I am relatively new to Eviews software and econometrics in general, so apologies in advance for any lack of basic knowledge.
I have created a model based on Economic growth in countries over a 5 year period regressed on various variables such as education, manufacturing etc.
The model looks good as all the variables are significant at a 95% confidence interval, easily passes the Wald test and high r squared value.
Obviously for cross sectional data there are more tests available such as the ramsey reset test and heteroskedasticity tests, but I have found the amount of tests available for panel data is limited.

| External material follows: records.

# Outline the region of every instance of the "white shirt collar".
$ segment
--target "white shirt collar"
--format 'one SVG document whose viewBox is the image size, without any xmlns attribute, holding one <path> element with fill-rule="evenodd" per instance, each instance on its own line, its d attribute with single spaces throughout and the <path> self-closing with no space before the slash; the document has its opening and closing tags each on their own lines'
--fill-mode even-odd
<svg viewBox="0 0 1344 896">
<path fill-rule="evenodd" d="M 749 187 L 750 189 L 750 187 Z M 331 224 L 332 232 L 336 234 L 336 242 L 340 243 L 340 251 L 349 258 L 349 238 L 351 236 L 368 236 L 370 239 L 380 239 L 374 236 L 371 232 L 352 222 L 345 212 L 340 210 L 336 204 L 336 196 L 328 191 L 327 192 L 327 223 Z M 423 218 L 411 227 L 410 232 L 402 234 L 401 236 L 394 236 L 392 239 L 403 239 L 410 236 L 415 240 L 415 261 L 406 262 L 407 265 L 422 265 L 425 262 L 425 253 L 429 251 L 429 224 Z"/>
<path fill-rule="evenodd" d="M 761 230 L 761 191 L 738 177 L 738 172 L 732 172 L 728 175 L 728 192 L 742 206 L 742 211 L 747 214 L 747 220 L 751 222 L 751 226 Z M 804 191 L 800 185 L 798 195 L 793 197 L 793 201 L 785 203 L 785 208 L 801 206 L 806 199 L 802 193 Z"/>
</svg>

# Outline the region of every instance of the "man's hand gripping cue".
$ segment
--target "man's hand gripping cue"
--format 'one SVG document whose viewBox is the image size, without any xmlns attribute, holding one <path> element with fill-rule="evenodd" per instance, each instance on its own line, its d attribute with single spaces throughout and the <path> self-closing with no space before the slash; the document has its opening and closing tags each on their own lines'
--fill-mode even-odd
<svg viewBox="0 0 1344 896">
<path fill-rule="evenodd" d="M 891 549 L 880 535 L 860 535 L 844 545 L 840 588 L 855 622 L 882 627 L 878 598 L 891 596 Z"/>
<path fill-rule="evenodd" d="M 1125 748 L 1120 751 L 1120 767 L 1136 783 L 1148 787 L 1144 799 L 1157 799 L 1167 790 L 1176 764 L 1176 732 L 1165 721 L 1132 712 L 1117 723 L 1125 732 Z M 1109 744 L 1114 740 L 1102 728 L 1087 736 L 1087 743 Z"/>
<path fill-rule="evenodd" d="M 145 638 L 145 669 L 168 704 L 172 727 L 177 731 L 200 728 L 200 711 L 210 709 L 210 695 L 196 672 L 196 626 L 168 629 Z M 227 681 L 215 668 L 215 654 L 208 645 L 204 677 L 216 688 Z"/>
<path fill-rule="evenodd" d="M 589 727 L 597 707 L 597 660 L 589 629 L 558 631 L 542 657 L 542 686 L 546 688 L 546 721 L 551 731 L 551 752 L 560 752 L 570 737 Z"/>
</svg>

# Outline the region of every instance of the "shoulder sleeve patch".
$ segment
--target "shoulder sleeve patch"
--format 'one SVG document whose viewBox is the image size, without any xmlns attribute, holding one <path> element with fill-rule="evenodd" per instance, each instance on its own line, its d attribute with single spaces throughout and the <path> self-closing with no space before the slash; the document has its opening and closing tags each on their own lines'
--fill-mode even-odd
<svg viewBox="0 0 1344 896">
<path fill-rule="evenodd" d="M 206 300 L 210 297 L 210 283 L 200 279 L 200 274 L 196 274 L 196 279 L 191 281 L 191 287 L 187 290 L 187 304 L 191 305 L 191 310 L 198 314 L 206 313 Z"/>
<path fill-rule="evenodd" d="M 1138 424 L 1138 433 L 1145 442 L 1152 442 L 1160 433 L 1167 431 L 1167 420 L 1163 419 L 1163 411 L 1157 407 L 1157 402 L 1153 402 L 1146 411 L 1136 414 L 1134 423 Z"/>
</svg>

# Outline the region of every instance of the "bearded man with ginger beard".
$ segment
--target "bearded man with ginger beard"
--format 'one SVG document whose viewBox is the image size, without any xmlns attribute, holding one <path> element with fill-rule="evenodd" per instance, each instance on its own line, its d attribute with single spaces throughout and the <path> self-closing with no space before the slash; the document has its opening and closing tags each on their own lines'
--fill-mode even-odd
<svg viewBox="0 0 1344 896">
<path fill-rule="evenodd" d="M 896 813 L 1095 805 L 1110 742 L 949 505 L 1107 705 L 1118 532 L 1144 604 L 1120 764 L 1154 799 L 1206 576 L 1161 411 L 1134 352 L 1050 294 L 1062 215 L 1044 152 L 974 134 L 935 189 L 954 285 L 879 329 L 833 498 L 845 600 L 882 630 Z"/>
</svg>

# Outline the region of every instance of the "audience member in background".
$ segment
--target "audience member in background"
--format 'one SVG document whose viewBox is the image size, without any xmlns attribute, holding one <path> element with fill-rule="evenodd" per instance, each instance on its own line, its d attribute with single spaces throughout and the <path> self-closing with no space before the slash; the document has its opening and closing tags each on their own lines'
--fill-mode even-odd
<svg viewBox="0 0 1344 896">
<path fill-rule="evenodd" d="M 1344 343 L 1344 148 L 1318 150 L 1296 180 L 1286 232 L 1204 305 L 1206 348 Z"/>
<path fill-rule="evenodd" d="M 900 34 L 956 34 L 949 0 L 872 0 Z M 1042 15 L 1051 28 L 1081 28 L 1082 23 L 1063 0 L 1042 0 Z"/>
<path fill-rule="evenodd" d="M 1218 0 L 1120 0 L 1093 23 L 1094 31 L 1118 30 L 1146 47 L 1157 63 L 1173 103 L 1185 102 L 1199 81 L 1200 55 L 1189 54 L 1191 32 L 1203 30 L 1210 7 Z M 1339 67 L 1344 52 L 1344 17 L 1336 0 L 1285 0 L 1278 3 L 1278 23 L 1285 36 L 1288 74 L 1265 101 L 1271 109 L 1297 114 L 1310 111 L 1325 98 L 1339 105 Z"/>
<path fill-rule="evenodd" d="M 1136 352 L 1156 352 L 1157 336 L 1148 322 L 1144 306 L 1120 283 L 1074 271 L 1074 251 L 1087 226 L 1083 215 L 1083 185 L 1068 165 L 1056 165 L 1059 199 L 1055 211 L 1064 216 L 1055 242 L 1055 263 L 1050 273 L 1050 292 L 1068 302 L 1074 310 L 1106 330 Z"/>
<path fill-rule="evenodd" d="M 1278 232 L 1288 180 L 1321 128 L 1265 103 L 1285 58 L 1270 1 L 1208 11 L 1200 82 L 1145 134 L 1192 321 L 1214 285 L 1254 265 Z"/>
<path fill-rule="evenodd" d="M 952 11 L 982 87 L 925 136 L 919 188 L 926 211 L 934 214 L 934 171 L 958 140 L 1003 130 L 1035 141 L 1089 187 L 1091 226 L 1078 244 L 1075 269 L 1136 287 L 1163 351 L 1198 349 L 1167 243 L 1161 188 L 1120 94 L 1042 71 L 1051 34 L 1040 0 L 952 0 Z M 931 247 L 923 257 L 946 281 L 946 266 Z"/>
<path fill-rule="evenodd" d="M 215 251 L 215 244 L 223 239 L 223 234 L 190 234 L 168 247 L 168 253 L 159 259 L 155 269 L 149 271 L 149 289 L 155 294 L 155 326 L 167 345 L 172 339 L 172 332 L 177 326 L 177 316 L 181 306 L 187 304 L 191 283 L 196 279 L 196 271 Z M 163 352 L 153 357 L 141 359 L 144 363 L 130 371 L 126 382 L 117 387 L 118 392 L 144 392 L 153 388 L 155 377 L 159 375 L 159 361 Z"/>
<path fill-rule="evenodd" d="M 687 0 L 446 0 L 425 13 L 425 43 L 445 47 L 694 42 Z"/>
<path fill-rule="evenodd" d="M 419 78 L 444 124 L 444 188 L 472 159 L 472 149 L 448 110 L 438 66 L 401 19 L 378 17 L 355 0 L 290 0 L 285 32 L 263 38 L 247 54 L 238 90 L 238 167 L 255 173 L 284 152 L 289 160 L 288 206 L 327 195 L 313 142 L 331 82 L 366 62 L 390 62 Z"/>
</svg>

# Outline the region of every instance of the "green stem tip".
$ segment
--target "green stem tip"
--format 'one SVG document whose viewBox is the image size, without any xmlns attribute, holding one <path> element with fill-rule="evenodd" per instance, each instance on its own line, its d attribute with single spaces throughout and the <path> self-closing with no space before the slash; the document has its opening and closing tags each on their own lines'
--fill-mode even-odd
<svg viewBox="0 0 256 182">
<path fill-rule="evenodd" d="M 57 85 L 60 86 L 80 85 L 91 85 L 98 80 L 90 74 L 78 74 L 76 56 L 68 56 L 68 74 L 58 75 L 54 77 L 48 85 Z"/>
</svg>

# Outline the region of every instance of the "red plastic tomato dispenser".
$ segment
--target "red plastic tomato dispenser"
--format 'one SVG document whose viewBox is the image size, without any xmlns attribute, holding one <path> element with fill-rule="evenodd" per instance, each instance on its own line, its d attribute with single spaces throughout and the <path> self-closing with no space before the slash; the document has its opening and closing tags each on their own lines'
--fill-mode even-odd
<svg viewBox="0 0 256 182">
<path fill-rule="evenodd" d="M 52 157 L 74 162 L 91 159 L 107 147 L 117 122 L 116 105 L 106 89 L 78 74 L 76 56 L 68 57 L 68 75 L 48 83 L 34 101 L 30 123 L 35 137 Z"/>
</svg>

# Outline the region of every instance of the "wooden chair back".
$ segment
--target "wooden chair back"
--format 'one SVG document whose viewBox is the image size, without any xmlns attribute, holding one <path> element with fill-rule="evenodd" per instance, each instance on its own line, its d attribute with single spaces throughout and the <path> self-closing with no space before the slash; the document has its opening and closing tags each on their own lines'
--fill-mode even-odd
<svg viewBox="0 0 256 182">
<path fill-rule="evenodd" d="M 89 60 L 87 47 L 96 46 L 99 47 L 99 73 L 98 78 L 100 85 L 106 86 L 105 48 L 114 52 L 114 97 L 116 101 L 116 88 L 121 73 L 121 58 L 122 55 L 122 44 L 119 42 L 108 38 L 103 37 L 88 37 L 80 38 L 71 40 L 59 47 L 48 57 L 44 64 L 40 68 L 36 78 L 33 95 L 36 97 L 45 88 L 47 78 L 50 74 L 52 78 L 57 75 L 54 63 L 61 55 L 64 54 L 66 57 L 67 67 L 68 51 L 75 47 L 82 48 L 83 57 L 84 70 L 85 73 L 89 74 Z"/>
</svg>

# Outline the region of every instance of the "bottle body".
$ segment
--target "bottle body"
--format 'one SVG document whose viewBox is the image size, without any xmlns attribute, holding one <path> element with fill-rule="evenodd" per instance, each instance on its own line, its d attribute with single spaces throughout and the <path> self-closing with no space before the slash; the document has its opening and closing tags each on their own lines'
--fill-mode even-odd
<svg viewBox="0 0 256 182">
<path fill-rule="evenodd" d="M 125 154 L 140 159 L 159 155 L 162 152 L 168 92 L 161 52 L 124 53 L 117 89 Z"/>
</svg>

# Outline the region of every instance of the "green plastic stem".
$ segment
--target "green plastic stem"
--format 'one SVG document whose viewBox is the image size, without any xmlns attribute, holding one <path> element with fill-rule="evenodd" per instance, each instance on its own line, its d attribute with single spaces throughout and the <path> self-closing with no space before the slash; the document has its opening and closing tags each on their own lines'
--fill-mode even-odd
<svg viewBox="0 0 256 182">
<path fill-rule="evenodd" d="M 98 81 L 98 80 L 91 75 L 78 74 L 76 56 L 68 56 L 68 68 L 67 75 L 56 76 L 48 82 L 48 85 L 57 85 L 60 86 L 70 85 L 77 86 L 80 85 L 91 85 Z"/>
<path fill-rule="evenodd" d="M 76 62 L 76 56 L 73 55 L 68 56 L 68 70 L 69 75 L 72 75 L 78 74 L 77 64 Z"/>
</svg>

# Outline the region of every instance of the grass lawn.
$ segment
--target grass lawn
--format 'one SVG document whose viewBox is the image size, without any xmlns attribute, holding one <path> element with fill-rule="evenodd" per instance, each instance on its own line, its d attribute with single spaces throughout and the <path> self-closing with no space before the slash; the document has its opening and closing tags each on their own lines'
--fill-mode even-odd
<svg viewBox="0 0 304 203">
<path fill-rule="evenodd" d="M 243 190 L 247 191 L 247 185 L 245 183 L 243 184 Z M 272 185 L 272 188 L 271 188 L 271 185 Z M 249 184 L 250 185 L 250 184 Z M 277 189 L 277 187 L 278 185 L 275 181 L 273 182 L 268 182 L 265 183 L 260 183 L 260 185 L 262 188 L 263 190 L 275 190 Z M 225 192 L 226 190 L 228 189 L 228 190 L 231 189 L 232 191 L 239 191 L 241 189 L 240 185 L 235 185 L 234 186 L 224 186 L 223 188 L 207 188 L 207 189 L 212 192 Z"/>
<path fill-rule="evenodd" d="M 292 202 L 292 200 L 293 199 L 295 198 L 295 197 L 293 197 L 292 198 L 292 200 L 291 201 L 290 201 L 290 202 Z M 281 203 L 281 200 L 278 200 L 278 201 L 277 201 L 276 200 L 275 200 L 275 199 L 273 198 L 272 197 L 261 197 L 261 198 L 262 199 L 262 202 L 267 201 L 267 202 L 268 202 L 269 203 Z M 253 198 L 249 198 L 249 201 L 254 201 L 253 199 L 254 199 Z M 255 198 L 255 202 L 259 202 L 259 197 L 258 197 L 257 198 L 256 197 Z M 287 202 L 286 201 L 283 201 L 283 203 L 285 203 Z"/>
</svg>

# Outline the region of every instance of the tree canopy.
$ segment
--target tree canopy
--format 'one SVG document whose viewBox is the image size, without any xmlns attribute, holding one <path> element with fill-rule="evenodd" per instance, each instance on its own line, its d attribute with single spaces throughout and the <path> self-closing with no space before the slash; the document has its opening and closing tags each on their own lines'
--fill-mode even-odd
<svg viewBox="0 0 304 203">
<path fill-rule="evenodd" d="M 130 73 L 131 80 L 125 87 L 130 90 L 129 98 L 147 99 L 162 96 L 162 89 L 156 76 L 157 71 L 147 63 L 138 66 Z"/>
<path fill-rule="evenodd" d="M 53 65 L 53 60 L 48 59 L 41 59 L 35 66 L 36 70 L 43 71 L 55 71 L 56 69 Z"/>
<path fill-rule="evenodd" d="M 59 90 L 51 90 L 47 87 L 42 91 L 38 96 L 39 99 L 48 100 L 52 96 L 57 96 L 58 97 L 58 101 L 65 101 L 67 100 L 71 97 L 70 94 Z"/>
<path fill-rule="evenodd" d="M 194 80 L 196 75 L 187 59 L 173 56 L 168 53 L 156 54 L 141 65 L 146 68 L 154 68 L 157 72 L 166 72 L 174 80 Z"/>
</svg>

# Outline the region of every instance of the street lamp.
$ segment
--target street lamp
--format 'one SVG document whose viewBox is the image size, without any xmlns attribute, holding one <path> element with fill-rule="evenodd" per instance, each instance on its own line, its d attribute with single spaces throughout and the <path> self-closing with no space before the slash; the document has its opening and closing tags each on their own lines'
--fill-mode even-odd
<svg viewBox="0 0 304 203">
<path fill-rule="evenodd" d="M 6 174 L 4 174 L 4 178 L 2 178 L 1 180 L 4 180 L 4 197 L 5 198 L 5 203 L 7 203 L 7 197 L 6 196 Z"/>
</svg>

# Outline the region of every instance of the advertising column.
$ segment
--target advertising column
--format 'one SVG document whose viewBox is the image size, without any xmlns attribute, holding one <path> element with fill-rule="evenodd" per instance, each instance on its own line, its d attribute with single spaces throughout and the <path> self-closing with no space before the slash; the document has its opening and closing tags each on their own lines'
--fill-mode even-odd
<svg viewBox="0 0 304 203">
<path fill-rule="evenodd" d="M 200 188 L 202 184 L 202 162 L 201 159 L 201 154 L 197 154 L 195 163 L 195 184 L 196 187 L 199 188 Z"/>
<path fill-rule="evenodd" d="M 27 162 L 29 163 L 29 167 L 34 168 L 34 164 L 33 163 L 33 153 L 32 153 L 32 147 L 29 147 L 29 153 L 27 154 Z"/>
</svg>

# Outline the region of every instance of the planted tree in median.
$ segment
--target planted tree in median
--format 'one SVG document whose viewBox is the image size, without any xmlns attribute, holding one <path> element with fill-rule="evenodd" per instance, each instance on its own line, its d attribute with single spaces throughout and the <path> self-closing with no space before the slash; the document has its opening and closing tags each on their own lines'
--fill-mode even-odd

I have tried the Redundant fixed effect test and the Hausaman tests but I am having trouble understanding the difference between fixed and random models, could some please explain the difference?
The results I got were:
Fixed: Cross section F=0.6874 and cross section chi-squared=0.4124
Random (Hausman): 0.056 however I received a message ** WARNING: estimated cross-section random effects variance is zero.
Could someone please explain the warning message and what the results mean?
Thank you in advance!!
HELP! Panel Data...
Moderators: EViews Gareth, EViews Moderator
Re: HELP! Panel Data...
The random effects estimator is appropriate when the unobserved effect is thought to be uncorrelated with all the explanatory variables.
Hausman test checks whether the unobserved effects is correlated with the explanatory variables. If it is correlated then the fixed effects estimator is appropriate because of the omitted variable bias problem.
Hausman test checks whether the unobserved effects is correlated with the explanatory variables. If it is correlated then the fixed effects estimator is appropriate because of the omitted variable bias problem.